2) BARDA cancels the Siga contract or meaningfully changes the terms: There have been a number of negative headlines in recent months surrounding the contract. We believe these headlines are driven by 3 potential factors: the current pressure/strain of the U.S. fiscal budget, an opportunity to attack the Obama administration’s handling of the process, and possible attempts by Chimerix to delay use of the funds. The key points of contention have been around the process by which the contract was awarded and the need for a smallpox anti-viral. We have been following the RFP process for the last few years and believe the government has been extremely thorough and objective in awarding the contract to SIGA. Additionally, we have spoken with Barda representatives on a number of occasions and have been assured that the contract will stand in its current form. Below is some context on why SIGA was sole sourced for the contract and the need for a small pox anti-viral:
3) ST-246 fails to receive FDA approval: We believe the FDA approval of safety for the drug represents potentially a larger risk to the investment thesis than the recent headline/political noise. The required FDA approval calls for only demonstration of safety, which is generally a relatively low hurdle. BARDA told us they will pay for deliveries of ST-246 prior to FDA approval and that they will work with SIGA should the FDA not approve the drug. Specifically, BARDA said they would not claw back the payments already made should the FDA not approve the safety of the drug and would extend the timeline for obtaining the approval. Lastly, ST-246 is on emergency basis already being used in humans. There have been cases of unusual infections related to or in the same family as smallpox - and it has been safe and effective each time (the drug has also been highly effective in animal tests). Additionally, we would expect an answer on FDA approval to be a 2014 event (our best guess based on management commentary). While failure to receive FDA approval would reduce some of the milestone payments attributable to the contract and impair some of the option value, Siga could potentially receive ~75% of the contract proceeds without the drug receiving FDA approval.

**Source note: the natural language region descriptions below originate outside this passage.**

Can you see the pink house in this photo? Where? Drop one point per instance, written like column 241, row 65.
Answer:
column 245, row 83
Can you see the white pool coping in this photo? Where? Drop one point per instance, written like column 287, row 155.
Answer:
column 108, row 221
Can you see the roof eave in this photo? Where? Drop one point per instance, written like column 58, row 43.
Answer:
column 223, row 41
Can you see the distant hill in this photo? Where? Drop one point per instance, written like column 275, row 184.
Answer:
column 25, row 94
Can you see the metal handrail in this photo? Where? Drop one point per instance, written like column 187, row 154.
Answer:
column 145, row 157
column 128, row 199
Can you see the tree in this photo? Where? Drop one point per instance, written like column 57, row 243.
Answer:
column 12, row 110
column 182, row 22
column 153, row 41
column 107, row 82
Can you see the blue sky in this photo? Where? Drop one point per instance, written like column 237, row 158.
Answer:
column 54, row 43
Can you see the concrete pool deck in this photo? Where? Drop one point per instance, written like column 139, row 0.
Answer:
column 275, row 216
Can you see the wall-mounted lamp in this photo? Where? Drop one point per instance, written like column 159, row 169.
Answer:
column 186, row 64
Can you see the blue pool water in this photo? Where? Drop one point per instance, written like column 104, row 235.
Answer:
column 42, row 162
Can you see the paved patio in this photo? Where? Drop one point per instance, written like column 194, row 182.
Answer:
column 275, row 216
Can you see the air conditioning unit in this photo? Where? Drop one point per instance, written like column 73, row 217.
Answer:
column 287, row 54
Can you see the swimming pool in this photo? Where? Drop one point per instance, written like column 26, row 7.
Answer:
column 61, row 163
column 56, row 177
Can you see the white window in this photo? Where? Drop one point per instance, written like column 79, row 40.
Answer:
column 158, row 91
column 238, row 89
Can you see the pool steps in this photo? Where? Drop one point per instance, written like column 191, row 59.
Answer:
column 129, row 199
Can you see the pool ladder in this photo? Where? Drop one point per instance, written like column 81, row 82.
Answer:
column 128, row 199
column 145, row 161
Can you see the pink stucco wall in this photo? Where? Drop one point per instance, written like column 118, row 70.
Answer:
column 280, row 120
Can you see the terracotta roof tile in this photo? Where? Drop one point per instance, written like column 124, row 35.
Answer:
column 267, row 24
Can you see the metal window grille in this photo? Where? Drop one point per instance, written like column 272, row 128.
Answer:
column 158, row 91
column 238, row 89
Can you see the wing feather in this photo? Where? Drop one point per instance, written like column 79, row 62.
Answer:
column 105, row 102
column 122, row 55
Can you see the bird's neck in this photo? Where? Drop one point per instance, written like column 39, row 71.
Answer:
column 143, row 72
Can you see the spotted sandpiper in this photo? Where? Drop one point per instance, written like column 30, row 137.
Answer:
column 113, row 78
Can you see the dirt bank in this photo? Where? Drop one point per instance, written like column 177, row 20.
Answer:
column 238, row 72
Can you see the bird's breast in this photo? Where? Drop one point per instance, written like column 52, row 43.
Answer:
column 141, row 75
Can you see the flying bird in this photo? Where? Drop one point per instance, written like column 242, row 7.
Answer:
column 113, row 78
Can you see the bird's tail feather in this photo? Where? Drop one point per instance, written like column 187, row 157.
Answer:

4) Pip has to raise capital before the court settles. According to Delaware Supreme Court, Siga’s last potential appeal against the ruling to share 50% of net profits with Pip, has 90 days for briefing and, 240 days to reach a ruling. On average, the ruling in civil cases is reached in 16-180 days. In this context we view the 40% reduction in Pip’s burn as particularly important as it should help to significantly reduce the likelihood that Pip will have to raise capital before it starts receiving payments from Siga. In particular, Pip assures us that it does not need to raise capital until 2H of 2013.